Group 1 will consider (three or more) films based on a videogame:

to what extent do the films use (or deviate from) the game plot?
are their central characters essentially the same as those in the ludic model?
do the films successfully use key elements of the game in terms of sound, lighting, style, etc?
what seems to be gained or lost in the process of adaptation?
Group 2 will consider (three or more) games based on a film:

does the game have a clear narrative? what tasks must the player complete to succeed?
do the games have a central character you recognized from the cinematic model?
do these gameworlds resemble that of the films (consider lighting, sound, color, style, etc)?
what seems to be gained or lost in the process of adaptation?
The debates will try to hash out which seems to work better: game to film conversion, or film to game adaptation? What diegesis delivers more: a unified or a heterogeneous lore, a self-contained or an unbounded world? Do you argue in favor of a single narrative or of episodic construction, do you prefer identification with and cathexis onto a character, or distance from and commentary on characters? What criteria do cultural commentators seem to rely on in evaluating whether adaptations succeed in either direction? Always consider what you learned in class about action/adventure/strategy games, about interactivity, violence, sound, and animation in games, etc

Each group will use the week five discussion section to start researching the resources provided, and to prepare a persuasive presentation for the following week (but you will probably want to continue doing some of this work between meetings). Each ten-minute presentation in the week six discussion section will be debated with the other group; to make this possible, presentations need to be both very succinct and very well informed. Your group’s grade on this assignment depends on your preparation, presentation, and discussion performances, so make sure all members of your group contribute in ways the TA can recognize.
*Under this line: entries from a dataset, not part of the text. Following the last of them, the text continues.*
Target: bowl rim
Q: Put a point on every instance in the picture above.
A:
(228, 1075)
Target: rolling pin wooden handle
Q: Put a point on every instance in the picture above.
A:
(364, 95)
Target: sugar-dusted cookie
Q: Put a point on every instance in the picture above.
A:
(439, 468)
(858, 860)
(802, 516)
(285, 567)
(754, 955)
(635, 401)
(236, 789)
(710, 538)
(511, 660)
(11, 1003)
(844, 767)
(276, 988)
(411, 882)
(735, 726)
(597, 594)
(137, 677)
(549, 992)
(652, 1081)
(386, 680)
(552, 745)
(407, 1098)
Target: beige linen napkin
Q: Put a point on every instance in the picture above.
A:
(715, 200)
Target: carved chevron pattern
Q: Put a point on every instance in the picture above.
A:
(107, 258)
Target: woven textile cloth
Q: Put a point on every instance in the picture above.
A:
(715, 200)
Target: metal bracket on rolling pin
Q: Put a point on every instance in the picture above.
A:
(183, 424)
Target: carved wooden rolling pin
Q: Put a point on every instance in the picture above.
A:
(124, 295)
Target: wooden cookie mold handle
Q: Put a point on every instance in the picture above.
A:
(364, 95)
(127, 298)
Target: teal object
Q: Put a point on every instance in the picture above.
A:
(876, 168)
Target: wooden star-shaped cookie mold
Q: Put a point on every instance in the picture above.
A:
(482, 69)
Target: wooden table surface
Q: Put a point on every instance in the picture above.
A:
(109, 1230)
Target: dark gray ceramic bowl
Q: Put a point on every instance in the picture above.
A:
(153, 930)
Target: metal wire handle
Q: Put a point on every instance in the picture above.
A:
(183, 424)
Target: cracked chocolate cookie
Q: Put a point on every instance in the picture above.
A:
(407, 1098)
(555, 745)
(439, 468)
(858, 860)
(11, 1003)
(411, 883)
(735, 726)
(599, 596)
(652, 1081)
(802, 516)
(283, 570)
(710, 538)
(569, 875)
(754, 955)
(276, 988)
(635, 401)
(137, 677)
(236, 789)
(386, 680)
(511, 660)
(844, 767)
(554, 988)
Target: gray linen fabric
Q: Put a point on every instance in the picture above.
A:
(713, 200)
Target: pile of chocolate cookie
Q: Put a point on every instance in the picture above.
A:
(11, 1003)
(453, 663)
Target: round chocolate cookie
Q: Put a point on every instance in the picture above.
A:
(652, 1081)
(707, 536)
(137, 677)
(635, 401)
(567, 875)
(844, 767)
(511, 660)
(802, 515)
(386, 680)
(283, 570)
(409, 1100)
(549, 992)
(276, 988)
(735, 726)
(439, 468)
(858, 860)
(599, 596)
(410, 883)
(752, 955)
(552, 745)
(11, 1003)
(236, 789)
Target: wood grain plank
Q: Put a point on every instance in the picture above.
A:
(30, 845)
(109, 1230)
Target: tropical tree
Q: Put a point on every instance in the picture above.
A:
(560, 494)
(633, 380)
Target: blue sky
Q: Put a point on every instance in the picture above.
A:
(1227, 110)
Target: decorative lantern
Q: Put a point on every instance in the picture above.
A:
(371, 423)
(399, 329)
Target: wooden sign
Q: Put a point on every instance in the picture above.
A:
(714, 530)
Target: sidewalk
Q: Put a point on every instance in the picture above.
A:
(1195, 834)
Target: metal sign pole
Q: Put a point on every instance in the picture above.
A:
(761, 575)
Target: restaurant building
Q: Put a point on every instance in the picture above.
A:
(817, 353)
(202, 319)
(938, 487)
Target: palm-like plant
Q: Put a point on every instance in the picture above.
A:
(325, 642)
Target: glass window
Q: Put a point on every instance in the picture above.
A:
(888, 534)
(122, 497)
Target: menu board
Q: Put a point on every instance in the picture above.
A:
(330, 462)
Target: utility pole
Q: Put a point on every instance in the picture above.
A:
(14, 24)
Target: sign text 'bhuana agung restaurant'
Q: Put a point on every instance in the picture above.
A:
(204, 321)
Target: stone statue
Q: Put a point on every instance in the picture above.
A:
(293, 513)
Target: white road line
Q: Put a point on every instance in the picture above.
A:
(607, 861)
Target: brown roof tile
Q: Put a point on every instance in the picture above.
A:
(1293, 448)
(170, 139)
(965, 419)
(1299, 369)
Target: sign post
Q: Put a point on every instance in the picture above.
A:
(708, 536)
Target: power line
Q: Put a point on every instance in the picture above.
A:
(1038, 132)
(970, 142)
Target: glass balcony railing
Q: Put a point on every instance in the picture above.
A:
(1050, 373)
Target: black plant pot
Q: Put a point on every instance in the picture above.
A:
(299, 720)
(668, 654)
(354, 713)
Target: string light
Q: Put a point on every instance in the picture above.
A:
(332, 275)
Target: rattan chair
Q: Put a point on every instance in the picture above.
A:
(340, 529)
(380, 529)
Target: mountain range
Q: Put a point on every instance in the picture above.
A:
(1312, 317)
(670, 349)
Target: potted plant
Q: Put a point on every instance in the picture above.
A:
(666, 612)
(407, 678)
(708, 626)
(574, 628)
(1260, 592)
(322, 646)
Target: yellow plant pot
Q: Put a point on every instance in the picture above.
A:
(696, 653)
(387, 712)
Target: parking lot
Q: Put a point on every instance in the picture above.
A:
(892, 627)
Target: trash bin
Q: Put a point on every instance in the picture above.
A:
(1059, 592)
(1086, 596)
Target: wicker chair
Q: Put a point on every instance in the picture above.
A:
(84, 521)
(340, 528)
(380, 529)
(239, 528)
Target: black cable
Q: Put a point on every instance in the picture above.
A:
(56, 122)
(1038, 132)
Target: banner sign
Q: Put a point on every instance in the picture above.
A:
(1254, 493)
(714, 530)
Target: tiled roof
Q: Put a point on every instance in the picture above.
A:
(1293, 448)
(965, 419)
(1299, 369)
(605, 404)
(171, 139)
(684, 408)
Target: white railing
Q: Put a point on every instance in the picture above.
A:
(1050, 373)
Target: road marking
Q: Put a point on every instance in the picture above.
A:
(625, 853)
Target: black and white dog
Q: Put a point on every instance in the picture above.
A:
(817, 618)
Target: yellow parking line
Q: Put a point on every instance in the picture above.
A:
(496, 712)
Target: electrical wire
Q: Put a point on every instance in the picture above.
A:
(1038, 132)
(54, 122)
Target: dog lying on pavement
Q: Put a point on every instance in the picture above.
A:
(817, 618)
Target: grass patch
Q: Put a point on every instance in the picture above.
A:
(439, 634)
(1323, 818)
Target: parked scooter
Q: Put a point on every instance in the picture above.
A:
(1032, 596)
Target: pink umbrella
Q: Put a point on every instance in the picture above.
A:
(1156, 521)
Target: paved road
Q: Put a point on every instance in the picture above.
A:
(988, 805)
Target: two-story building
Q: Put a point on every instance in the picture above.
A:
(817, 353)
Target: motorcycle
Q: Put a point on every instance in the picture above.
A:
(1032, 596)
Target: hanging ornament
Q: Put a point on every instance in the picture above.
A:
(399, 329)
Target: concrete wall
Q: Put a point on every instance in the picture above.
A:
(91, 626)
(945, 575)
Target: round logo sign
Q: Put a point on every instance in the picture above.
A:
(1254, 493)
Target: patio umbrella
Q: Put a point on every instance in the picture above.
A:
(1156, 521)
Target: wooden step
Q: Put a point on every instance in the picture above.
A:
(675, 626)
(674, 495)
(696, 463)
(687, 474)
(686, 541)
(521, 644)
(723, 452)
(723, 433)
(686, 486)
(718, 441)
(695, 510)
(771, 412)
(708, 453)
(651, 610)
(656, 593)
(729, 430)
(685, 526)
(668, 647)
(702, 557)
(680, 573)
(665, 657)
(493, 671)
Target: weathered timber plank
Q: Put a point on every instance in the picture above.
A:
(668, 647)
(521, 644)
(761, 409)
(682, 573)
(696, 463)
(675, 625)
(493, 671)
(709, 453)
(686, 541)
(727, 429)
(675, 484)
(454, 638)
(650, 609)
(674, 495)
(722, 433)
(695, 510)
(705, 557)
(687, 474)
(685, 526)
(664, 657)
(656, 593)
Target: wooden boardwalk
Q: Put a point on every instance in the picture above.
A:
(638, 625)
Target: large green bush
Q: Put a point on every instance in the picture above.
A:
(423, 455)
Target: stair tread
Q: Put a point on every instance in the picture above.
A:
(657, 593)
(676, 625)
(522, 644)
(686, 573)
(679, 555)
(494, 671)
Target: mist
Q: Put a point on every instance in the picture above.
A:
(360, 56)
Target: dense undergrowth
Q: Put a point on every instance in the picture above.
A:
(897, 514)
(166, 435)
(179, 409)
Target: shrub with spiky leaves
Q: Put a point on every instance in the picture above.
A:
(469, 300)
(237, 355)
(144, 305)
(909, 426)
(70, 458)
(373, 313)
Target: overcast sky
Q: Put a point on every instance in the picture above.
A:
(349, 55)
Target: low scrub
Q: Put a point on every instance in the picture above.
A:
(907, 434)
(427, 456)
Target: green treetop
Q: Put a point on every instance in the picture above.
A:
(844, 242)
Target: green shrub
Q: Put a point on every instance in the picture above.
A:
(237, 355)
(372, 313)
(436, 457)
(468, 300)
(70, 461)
After your presentations and debates, each student needs to upload a brief document (use DOC or PDF format to upload to Canvas) that states your name and student ID#, picks one representative quote (a different one for each group member!) from one of the assigned readings (not from the listicles below but from the weekly assigned readings related to these topics), followed by one sentence explaining that quote in your own words, and one or two sentences providing your argument or spin on this quote and its importance.